Food Allergies and Intolerances
Food allergies and intolerances can wreak havoc on the system. For example, people with gluten intolerance, or Celiac disease, suffer extreme gastro-intestinal disturbances. Gluten is found in wheat, barley and rye. A skin rash can also be an indicator of food allergies. Common allergens are peanuts, eggs, and fish. Reactions that manifest as a skin rash include hives, a reddish color and swelling. Suspected food allergies should be brought to the attention of a physician.
The Risks of Poor Nutrition
While extremely low fat diets are appealing for their effect on weight loss, to function properly, the body requires thirty percent of its calories from fat. Fad diets are notorious for causing health problems. A fad diet that causes rapid weight loss in a week’s time may increase the risk for development of gallstones or kidney stones. Low carbohydrate diets can also predispose one to gallstones. Other conditions such as dehydration can also result.
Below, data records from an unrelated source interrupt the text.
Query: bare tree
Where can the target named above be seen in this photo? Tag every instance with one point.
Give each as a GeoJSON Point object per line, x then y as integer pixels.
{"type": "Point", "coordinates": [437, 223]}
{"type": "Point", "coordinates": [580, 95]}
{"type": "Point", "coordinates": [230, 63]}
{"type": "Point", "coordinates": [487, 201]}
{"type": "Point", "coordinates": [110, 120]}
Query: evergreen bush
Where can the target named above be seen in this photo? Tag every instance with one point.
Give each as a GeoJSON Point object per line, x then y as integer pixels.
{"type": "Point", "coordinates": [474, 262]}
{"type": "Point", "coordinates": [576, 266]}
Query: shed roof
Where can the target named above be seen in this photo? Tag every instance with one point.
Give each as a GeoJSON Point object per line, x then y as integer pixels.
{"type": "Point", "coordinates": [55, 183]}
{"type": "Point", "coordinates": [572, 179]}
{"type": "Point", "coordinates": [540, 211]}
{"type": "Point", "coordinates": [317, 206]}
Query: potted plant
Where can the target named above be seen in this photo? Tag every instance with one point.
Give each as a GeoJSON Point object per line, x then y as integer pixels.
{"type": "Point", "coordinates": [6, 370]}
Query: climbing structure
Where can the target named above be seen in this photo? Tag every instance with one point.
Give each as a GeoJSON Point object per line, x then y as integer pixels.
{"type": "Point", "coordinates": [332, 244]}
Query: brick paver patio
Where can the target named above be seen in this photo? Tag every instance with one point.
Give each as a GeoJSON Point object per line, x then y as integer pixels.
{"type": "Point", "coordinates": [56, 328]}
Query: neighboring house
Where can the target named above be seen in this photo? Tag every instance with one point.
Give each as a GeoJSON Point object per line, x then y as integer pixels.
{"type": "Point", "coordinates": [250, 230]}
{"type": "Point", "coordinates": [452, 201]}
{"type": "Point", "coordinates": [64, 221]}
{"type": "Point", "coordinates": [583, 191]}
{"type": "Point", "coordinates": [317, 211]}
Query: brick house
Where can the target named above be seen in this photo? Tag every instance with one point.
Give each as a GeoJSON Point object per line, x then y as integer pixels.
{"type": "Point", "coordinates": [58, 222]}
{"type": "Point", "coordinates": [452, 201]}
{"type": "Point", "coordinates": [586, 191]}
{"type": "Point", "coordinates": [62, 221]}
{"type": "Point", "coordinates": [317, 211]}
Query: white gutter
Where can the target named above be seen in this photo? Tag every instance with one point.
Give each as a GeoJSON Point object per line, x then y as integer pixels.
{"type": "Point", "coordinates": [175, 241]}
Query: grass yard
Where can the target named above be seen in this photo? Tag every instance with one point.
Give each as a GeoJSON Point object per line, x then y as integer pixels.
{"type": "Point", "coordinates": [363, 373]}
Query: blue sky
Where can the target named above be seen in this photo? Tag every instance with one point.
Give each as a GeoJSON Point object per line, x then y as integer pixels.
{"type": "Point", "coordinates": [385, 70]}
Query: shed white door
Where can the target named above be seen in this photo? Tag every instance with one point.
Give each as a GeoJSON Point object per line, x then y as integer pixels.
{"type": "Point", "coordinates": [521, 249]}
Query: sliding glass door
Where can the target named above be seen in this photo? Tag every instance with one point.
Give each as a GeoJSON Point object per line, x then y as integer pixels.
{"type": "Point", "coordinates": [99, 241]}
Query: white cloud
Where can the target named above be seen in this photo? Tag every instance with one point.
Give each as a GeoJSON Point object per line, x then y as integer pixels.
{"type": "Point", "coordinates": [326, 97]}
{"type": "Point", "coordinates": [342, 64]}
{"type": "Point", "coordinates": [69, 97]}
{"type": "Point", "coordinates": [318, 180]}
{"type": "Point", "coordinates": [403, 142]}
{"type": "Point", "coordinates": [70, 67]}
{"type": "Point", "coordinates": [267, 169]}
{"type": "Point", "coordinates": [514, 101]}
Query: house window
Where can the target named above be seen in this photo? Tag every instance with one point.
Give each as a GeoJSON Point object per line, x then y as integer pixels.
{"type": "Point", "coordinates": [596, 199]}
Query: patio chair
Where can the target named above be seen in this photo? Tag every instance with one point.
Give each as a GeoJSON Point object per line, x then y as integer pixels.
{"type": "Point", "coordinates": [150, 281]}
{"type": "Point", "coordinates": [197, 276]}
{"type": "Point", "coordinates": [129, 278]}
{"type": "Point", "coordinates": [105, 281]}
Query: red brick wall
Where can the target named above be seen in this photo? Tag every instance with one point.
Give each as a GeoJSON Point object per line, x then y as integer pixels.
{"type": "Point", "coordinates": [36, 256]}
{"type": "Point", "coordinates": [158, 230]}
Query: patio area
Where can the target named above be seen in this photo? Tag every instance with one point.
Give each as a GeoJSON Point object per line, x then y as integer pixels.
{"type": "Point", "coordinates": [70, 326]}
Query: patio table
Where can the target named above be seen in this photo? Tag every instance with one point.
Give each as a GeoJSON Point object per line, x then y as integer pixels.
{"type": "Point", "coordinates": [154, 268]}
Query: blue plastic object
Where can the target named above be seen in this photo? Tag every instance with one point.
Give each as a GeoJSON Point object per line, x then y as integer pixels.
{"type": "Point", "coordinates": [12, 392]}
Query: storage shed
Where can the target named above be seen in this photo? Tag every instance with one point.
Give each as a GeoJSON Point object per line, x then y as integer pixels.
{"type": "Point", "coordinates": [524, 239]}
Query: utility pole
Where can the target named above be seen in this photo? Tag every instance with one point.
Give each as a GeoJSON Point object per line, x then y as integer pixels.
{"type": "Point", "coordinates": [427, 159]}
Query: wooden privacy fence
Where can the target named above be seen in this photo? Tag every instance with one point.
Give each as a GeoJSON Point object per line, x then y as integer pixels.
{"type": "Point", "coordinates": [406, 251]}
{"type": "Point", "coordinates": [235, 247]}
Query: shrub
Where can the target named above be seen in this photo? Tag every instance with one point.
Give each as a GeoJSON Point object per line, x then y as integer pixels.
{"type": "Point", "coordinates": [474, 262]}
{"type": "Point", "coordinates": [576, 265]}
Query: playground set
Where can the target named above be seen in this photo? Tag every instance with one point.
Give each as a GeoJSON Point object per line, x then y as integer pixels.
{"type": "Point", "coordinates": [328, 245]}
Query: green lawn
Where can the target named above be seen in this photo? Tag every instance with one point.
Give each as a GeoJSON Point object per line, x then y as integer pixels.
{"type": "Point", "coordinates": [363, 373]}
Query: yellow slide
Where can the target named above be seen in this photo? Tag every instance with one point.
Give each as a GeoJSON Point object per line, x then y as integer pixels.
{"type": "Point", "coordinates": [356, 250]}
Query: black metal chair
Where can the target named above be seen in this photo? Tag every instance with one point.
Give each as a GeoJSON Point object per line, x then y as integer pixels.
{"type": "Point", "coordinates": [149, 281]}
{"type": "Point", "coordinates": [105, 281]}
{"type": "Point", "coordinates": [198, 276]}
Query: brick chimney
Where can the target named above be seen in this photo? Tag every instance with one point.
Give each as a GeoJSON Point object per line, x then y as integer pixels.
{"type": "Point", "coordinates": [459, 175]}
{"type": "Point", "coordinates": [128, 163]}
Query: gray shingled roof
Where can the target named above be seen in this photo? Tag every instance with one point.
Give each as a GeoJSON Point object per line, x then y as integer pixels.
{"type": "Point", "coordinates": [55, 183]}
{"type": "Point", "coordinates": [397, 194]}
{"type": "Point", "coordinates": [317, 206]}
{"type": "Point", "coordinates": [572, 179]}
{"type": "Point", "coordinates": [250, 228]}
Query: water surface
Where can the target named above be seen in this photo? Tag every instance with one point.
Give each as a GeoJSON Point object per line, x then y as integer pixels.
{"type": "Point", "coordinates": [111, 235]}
Conditions such as malnutrition, cardiovascular disease, obesity, vitamin deficiency, and bowel disorders are caused by poor nutrition. Many disease processes are exacerbated by lack of sufficient fluids or the wrong kinds of fluids, such as alcohol instead of water. A simple awareness of how your diet incorporates items from food groups, such as protein, carbohydrates, and fat, is the first step in improving the diet.
Malnutrition is a condition thought to be present only in less fortunate countries. What many do not realize, though, is that vitamin deficiency and toxicity exist in countries that are financially stable as well. The choices we make at mealtimes determine our body’s ultimate constitution.
Cardiovascular disease has long been dubbed one of America’s main killers. Omega-3 fatty acids found in fish, such as salmon and tuna, has been found to be heart-friendly and can be found on most restaurant menus.
Tips for Eating on the Go
Consider the nutrition facts at the restaurant. If they are not apparent, ask for them.
Consider the amount of fat and fiber in the item you wish to order. If it has little or no fiber, is high in fat or salt, don’t eat it.
Eat whole fruits and vegetables. Choose a different one in each color every day: red, green, yellow or orange. A whole fruit or vegetable is just as fast or faster than a burger and fries, and is rich in fiber and vitamins.